Friday, December 13, 2013

The Legion of Decency

I didn’t grow up in an era in which “decent” meant bowdlerized. By the time I was an adventurous reader explicit condemnatory censorship was relatively muted and powerless.

It helped that my mother made no attempt to restrict what my brother or I would read or try to prevent us from going to scandalous movies - not, at least, once we were old enough to seek them out for ourselves. But then there was more available by the 70s than there was when my mother was a girl because organizations like the Legion of Decency could no longer prevent work they found objectionable from being published and distributed. The first naughty stuff I bought was in the form of underground comix. As a kid I wasn’t attracted to the sexy, but the anarchic and psychedelic was appealing. Loved The Fabulous Furry Freak Brothers, for instance.

As I read up on the situation for readers before I came along, I feel increasingly fortunate. The historian Lillian Faderman talks about how lesbians could only appear in fiction if portrayed as damaged, criminal, fated to come to a bad end; otherwise stories featuring lesbians fell afoul of organizations like the National Organization for Decent Literature and the Legion of Decency. When I came across mention of the “Legion of Decency” it sounded, frankly, like a supervillain group. Of course, independent and underground cartoonists were lampooning just such groups and I didn’t realize that the joke was actually pretty serious. As far as I was concerned “decent literature” was literature that was competently written rather than literature that had been neutered. Lucky me for thinking so.

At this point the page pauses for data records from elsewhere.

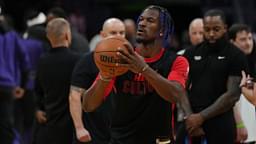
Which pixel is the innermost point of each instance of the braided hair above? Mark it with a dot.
(166, 22)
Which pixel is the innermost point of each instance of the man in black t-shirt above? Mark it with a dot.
(214, 77)
(52, 85)
(83, 77)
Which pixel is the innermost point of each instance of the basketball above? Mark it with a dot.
(106, 58)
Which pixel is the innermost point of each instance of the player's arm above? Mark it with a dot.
(76, 113)
(94, 96)
(241, 130)
(249, 93)
(226, 101)
(75, 105)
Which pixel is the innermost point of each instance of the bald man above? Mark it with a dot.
(83, 76)
(110, 27)
(196, 29)
(195, 33)
(52, 85)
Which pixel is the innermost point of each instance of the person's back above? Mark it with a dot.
(214, 77)
(14, 67)
(79, 42)
(53, 81)
(141, 98)
(85, 72)
(241, 36)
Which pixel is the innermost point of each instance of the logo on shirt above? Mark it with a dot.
(197, 57)
(221, 57)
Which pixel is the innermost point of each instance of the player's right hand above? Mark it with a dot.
(41, 116)
(83, 135)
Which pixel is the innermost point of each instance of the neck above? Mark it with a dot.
(63, 44)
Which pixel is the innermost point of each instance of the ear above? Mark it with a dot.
(161, 32)
(102, 34)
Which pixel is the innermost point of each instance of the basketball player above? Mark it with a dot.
(53, 81)
(141, 98)
(83, 76)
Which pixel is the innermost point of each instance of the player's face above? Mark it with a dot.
(244, 41)
(214, 28)
(148, 26)
(115, 29)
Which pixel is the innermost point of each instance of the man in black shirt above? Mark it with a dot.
(83, 76)
(214, 77)
(52, 84)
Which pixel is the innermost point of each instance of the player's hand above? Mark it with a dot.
(41, 116)
(241, 134)
(197, 132)
(193, 122)
(18, 92)
(133, 61)
(83, 135)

source: Odd Girls and Twilight Lovers: a history of Lesbian life in Twentieth-Century America by Lillian Faderman

2 comments:

David Lee Ingersoll said...

I've always appreciated Mom's willingness to let us watch and read whatever we were interested in.

Glenn Ingersoll said...

I remember her being appalled by one of your Corben prints that featured a slavering penis monster - and we protested that she was imagining the penis! Yeah. Good times.